Use of Minors in Campaigns Condemned

12.12.2004 LISTEN
By Public Agenda

...as group hails elections 2004 as free and fair

The use of minors in electoral political campaigning has come under sharp criticism in a post elections interim appraisal report issued by the Elections Observation Committee of Religious Bodies in Ghana, a group made up of the Ghana Catholic Bishops' Conference (GCBC) and the Christian Council of Ghana (CCG). The report, issued on Tuesday, and signed by the Rev. Seth Osei Agyemang and Rev. Dr Fred Deegbe, however hailed the December 7, 2004 general elections as "Generally free, fair, and devoid of intimidations that could have undermined the entire process and its outcome."

The group noted that there were a few problems, but said in its view they were not pervasive and could not have influenced the conduct and the outcome of the elections significantly.

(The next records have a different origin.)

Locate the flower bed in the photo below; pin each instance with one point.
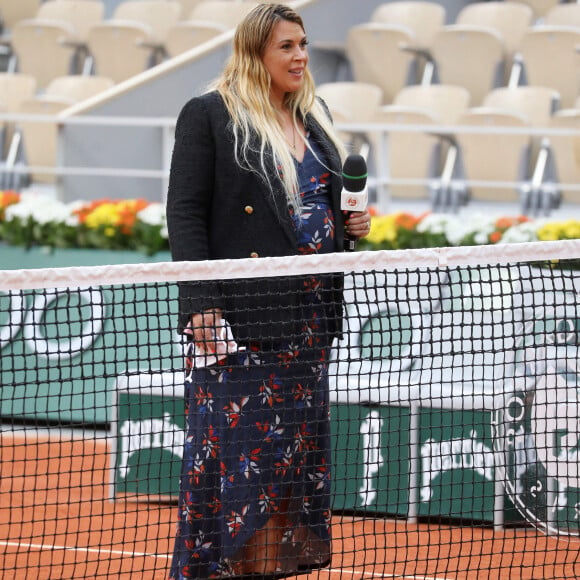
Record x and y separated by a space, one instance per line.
134 224
40 220
403 231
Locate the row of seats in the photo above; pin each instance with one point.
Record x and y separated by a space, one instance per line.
489 44
71 36
31 142
540 163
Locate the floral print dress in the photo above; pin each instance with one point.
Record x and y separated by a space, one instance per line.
258 434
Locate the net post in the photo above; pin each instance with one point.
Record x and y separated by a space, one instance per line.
413 507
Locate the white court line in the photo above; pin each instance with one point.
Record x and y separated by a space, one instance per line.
52 548
364 574
123 553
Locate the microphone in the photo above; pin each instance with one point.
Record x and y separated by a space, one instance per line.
354 195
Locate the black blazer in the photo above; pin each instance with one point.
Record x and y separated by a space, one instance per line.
217 210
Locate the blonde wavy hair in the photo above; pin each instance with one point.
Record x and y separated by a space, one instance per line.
245 87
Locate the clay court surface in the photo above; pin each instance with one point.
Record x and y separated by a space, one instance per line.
57 522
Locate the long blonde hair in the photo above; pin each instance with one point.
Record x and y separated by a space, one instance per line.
245 87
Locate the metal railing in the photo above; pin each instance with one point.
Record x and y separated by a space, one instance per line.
446 190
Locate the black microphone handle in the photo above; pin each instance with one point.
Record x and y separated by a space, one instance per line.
350 243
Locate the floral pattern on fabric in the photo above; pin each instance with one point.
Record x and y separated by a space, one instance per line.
258 435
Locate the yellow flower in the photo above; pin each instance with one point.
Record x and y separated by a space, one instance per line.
383 229
571 229
105 214
549 232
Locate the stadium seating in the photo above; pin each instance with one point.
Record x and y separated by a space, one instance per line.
189 34
422 17
76 88
53 43
207 19
13 11
495 156
137 31
550 59
473 57
420 156
39 139
223 12
352 102
567 14
565 150
14 88
510 19
394 69
42 49
540 7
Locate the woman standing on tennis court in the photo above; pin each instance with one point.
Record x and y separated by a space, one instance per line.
256 171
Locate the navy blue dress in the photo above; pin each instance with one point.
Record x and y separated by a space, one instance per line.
258 433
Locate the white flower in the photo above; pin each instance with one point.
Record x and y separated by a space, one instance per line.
436 223
153 215
526 232
477 225
40 208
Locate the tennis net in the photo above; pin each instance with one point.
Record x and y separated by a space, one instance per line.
451 449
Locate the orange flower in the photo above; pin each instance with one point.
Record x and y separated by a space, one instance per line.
406 220
7 198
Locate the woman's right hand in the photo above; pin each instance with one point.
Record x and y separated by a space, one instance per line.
205 326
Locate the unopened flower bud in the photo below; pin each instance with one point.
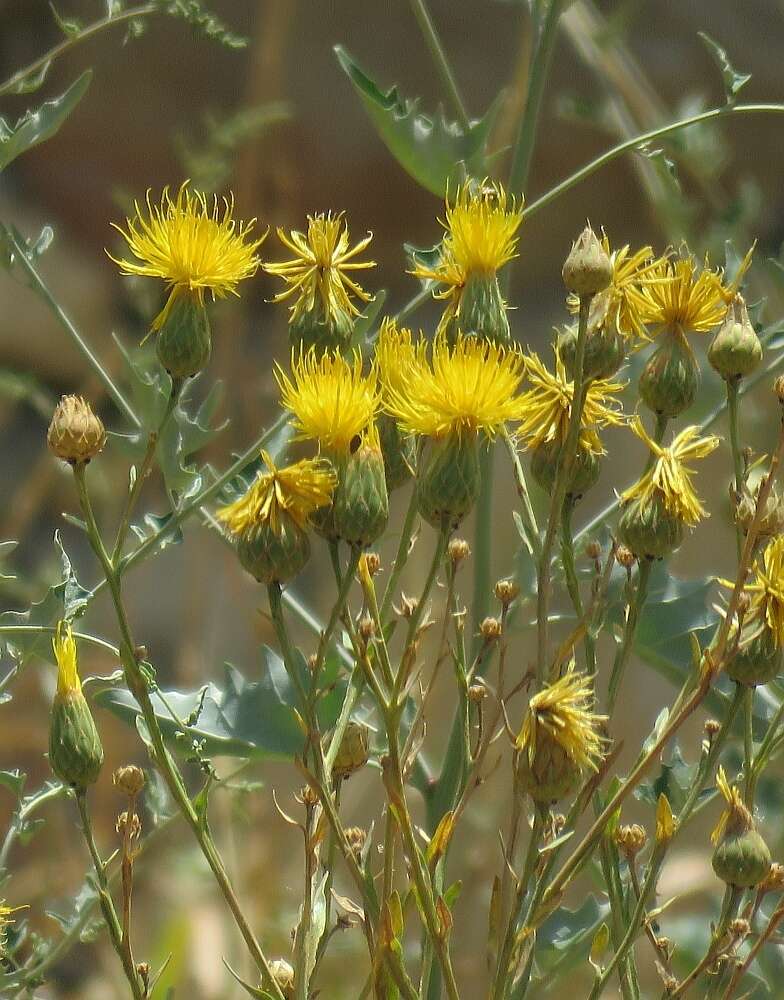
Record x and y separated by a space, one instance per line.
129 779
75 434
588 269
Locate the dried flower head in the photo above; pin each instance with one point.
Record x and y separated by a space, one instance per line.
320 272
668 476
564 709
545 409
330 398
462 389
298 489
193 246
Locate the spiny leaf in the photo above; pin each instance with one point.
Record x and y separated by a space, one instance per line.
430 148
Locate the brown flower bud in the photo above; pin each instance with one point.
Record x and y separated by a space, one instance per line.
588 269
75 434
129 779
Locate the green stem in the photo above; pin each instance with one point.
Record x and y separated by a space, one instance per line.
630 630
440 60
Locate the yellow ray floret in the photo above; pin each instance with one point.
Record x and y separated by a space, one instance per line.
545 409
734 809
668 476
298 489
191 245
680 293
564 709
469 387
64 646
331 399
321 267
621 304
481 226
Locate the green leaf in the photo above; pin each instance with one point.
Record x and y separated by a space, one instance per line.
38 126
430 148
733 80
241 718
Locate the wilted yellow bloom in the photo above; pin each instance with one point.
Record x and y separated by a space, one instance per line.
192 246
668 476
564 710
299 489
734 808
481 226
545 409
64 646
465 388
320 271
332 401
621 304
679 293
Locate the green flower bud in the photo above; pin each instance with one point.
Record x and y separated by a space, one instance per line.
184 339
649 530
75 751
482 311
544 465
605 350
448 483
552 774
671 377
399 451
588 269
742 858
353 751
758 659
274 556
736 349
360 505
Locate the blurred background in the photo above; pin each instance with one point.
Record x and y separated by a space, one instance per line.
278 123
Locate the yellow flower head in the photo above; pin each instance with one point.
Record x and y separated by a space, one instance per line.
298 489
64 646
545 409
192 246
621 304
680 293
668 476
564 709
332 401
465 388
321 268
735 814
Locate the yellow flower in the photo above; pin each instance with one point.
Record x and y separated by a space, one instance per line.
668 476
193 247
545 409
564 710
332 401
734 809
299 489
621 303
321 268
680 293
481 227
64 646
465 388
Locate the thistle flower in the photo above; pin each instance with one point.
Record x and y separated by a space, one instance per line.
559 738
296 490
481 226
458 390
192 246
319 276
545 408
668 478
330 398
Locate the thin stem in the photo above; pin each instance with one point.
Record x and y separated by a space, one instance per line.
440 60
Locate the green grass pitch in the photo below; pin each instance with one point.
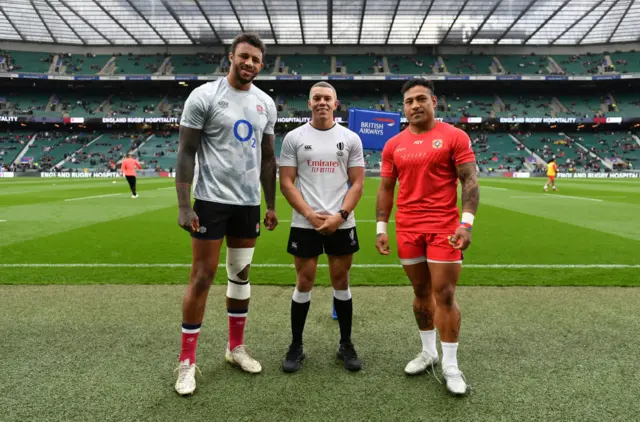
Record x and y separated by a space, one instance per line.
91 282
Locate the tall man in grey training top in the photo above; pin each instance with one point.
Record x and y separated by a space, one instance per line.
230 124
322 176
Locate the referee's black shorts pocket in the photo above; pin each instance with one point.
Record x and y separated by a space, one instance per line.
304 243
342 242
213 218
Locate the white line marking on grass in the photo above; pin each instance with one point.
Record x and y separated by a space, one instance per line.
496 266
548 195
573 197
90 197
357 221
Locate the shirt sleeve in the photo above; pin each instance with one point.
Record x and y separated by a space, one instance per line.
272 117
388 168
356 155
288 153
463 149
194 112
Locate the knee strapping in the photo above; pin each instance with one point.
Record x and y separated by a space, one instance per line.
238 259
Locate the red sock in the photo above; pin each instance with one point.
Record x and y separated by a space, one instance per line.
189 343
236 329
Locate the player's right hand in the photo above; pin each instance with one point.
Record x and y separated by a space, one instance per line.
382 244
317 220
188 220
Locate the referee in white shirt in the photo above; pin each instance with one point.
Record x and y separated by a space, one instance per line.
322 177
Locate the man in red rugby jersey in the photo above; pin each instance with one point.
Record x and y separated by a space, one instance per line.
428 158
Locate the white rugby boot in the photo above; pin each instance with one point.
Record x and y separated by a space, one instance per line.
421 363
186 383
456 383
241 358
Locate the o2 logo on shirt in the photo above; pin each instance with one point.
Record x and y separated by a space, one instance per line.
243 131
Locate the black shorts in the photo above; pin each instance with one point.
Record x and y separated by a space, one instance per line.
218 220
308 243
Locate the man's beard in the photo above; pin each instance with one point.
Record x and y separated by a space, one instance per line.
242 80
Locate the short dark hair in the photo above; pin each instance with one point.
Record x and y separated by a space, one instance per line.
418 82
251 39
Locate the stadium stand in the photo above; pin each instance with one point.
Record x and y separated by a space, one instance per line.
412 65
364 64
468 65
83 64
498 152
581 64
454 105
626 62
51 147
617 147
570 156
524 64
28 62
160 151
198 64
137 64
523 105
627 105
581 106
133 105
11 143
105 150
305 64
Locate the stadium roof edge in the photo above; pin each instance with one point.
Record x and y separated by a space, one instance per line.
517 22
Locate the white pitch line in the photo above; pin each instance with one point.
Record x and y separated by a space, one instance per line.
554 195
495 266
574 197
90 197
357 221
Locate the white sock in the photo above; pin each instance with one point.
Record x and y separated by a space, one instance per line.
429 342
449 352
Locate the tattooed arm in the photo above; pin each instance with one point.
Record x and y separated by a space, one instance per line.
384 205
268 170
470 200
384 202
470 189
268 179
186 161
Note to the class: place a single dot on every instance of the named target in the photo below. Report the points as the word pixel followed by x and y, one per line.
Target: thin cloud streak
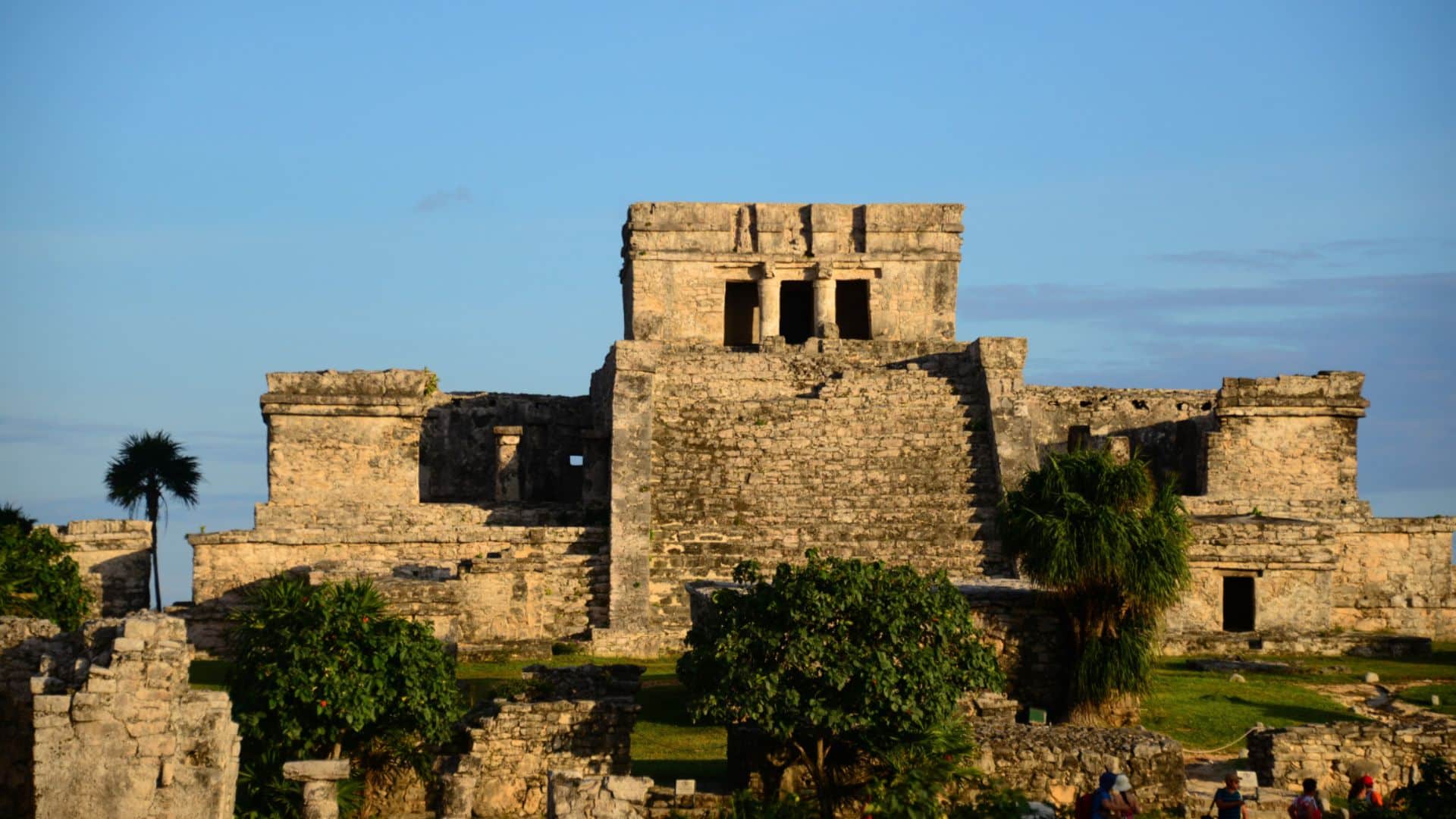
pixel 441 200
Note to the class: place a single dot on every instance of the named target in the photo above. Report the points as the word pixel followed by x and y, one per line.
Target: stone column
pixel 319 777
pixel 767 303
pixel 824 325
pixel 507 464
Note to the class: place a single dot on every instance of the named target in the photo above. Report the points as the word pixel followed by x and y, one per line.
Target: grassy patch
pixel 1421 695
pixel 210 675
pixel 1203 710
pixel 664 744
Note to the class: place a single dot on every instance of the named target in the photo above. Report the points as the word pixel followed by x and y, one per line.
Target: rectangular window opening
pixel 797 311
pixel 852 308
pixel 1238 604
pixel 740 314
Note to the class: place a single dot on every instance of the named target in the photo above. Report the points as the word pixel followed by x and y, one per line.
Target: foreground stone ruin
pixel 102 722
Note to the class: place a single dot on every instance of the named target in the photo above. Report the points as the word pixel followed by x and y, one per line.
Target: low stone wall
pixel 482 588
pixel 1332 752
pixel 576 719
pixel 1272 642
pixel 1057 763
pixel 114 726
pixel 574 796
pixel 114 558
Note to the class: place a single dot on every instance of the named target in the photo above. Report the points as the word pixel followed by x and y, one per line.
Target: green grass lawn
pixel 666 745
pixel 1201 710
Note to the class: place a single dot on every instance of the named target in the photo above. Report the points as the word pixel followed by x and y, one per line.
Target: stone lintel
pixel 316 770
pixel 1294 411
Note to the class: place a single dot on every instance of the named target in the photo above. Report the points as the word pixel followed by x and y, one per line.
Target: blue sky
pixel 1156 196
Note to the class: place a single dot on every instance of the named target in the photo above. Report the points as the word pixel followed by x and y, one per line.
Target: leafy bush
pixel 836 661
pixel 325 672
pixel 38 579
pixel 1111 542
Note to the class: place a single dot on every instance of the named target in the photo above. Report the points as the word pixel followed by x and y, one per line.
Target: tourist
pixel 1104 802
pixel 1363 795
pixel 1307 805
pixel 1128 800
pixel 1229 800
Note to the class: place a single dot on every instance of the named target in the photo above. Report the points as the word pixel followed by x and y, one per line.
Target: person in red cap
pixel 1363 793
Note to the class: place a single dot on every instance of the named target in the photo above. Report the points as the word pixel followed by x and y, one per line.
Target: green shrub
pixel 325 672
pixel 836 659
pixel 39 579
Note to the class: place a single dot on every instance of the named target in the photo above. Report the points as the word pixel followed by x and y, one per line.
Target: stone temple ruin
pixel 789 379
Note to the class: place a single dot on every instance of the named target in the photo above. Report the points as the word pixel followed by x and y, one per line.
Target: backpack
pixel 1305 808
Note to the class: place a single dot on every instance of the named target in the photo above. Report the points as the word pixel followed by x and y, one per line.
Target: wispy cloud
pixel 440 200
pixel 1329 254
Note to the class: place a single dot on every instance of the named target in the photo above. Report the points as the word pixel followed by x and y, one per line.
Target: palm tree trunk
pixel 153 502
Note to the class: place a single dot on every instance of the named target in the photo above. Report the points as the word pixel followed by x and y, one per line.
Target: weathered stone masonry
pixel 788 379
pixel 102 722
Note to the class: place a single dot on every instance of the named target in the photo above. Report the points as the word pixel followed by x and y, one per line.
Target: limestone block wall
pixel 1165 426
pixel 1329 752
pixel 1057 763
pixel 1289 438
pixel 457 449
pixel 1024 626
pixel 580 719
pixel 117 730
pixel 114 560
pixel 864 449
pixel 680 256
pixel 1395 575
pixel 22 645
pixel 1359 575
pixel 346 436
pixel 481 588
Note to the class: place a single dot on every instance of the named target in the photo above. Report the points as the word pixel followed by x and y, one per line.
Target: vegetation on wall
pixel 38 577
pixel 324 672
pixel 839 661
pixel 1112 544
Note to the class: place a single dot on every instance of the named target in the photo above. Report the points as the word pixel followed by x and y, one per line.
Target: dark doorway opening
pixel 1238 604
pixel 740 314
pixel 852 308
pixel 797 311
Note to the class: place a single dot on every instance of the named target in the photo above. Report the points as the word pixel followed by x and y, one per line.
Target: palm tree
pixel 146 468
pixel 1111 544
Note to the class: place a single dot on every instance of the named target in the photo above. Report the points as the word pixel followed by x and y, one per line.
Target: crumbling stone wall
pixel 22 645
pixel 457 449
pixel 115 729
pixel 114 560
pixel 576 719
pixel 1057 763
pixel 481 588
pixel 1286 438
pixel 871 450
pixel 1329 752
pixel 679 259
pixel 1164 426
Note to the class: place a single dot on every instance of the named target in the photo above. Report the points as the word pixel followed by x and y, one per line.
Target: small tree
pixel 325 672
pixel 1111 544
pixel 39 579
pixel 836 659
pixel 146 469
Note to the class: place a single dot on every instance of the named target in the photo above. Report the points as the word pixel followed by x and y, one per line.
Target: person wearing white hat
pixel 1123 793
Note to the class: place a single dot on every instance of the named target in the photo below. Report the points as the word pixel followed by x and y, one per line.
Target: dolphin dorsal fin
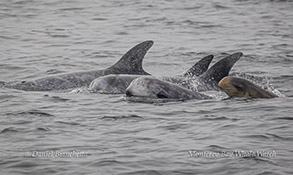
pixel 200 67
pixel 222 68
pixel 131 62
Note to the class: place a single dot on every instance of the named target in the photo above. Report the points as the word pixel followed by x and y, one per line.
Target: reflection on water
pixel 41 38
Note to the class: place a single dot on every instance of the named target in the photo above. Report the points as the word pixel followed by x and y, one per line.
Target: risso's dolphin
pixel 151 87
pixel 238 87
pixel 130 63
pixel 155 88
pixel 209 79
pixel 117 84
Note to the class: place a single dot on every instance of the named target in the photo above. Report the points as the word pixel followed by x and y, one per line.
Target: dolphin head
pixel 147 86
pixel 233 87
pixel 238 87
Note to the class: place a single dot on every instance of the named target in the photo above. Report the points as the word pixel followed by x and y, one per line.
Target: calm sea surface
pixel 86 133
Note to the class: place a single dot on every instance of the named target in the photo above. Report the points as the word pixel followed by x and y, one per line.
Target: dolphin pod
pixel 128 76
pixel 117 84
pixel 130 63
pixel 239 87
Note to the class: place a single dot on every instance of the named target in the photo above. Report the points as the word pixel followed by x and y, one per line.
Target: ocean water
pixel 86 133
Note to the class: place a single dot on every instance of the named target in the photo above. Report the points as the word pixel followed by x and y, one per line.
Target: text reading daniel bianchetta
pixel 57 154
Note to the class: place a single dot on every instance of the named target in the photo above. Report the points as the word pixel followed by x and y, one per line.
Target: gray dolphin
pixel 130 63
pixel 117 84
pixel 151 87
pixel 155 88
pixel 238 87
pixel 209 80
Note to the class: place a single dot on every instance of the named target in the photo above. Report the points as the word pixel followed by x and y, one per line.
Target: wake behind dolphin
pixel 117 84
pixel 130 63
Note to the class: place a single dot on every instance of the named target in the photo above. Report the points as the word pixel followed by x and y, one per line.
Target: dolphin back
pixel 200 67
pixel 222 68
pixel 131 62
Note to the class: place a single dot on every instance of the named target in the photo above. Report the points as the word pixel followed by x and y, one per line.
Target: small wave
pixel 213 117
pixel 149 100
pixel 68 123
pixel 263 82
pixel 80 91
pixel 33 112
pixel 57 98
pixel 10 130
pixel 283 118
pixel 133 116
pixel 42 129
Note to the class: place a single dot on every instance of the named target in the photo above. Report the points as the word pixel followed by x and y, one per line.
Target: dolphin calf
pixel 117 84
pixel 238 87
pixel 209 79
pixel 151 87
pixel 130 63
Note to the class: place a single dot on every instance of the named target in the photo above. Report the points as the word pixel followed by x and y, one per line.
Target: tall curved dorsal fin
pixel 200 67
pixel 131 62
pixel 222 68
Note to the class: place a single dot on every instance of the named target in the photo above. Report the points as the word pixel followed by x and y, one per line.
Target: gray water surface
pixel 86 133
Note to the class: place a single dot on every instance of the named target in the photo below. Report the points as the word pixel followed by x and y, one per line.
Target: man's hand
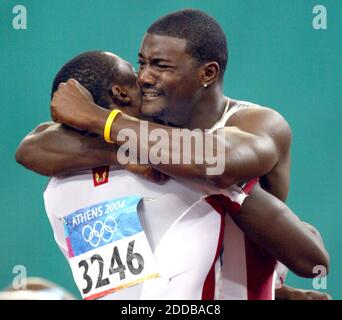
pixel 290 293
pixel 72 104
pixel 147 172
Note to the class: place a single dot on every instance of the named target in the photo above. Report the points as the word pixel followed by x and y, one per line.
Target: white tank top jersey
pixel 199 251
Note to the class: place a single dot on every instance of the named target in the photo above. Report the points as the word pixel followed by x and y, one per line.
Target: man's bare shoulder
pixel 263 121
pixel 46 125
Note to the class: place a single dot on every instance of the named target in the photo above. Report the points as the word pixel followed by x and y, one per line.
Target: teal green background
pixel 276 59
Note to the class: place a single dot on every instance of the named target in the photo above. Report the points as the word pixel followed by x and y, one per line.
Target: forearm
pixel 56 151
pixel 273 226
pixel 217 159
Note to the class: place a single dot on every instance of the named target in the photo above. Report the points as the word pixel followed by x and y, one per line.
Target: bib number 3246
pixel 109 251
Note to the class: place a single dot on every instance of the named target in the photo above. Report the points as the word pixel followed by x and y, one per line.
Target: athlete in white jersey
pixel 173 225
pixel 174 233
pixel 252 284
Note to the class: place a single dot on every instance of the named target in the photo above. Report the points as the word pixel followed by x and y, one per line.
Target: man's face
pixel 170 79
pixel 130 86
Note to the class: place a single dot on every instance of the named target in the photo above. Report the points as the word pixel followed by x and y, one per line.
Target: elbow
pixel 26 155
pixel 23 154
pixel 222 181
pixel 312 267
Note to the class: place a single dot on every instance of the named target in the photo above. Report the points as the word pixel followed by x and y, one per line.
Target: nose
pixel 146 76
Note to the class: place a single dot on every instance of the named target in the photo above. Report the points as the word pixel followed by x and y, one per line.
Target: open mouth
pixel 150 95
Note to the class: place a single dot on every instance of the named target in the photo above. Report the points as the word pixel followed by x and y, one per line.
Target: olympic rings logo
pixel 99 231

Some of the irregularities observed by the Committee before and during the elections were the use of indecent, and sometimes intemperate language in campaign messages and advertisements. The report expressed particular concern about the use of children to convey some campaign messages, describing the practice as "improper and disrespectful of certain traditional values and practices regarding child-adult relationship."

The report also described as disturbing, reports of isolated violent incidents, such as attacks on some people of rival political parties in a few constituencies, and the attempted abduction of a female journalist a few days to the elections at Ho. It noted further, that a few cases of gun-shots at some polling stations on election day also came to their notice.

On elections day itself, the report said, the Committee's observers encountered isolated cases, where minors were employed as party agents. In another instance, it pointed out, "People engaged as party agents were seen offering assistance to Electoral Commission staff in their work, contrary to electoral regulations."

On the voting itself, the religious bodies' elections observation group, attributed the large numbers of rejected ballot papers to improper voter education, which in the group's view, led some voters to misapply the proper procedures in thumb-printing and folding ballot papers. Equally worrying, the group observed, was the disproportionate distribution of polling stations in the various constituencies giving rise to large numbers of registered voters at particular polling stations, while others were virtually free for most part of the voting period; a situation which forced voting to be extended beyond the stipulated hour of five o'clock in the evening. The result, the report said, was that "Counting went into the night, with all its implication for an expectant electorate."

The group however commended the EC, the political parties, the media and the security agencies for the professional manner in which they executed their various roles in the electoral process.

The two bodies that constituted the Committee together trained and deployed about 3,500 observers for the elections. They were joined in the exercise by some foreign observers from the Catholic Bishops' Conference of Nigeria and Liberia, with financial support for the whole exercise coming from the Catholic Relief Services and MISEREOR.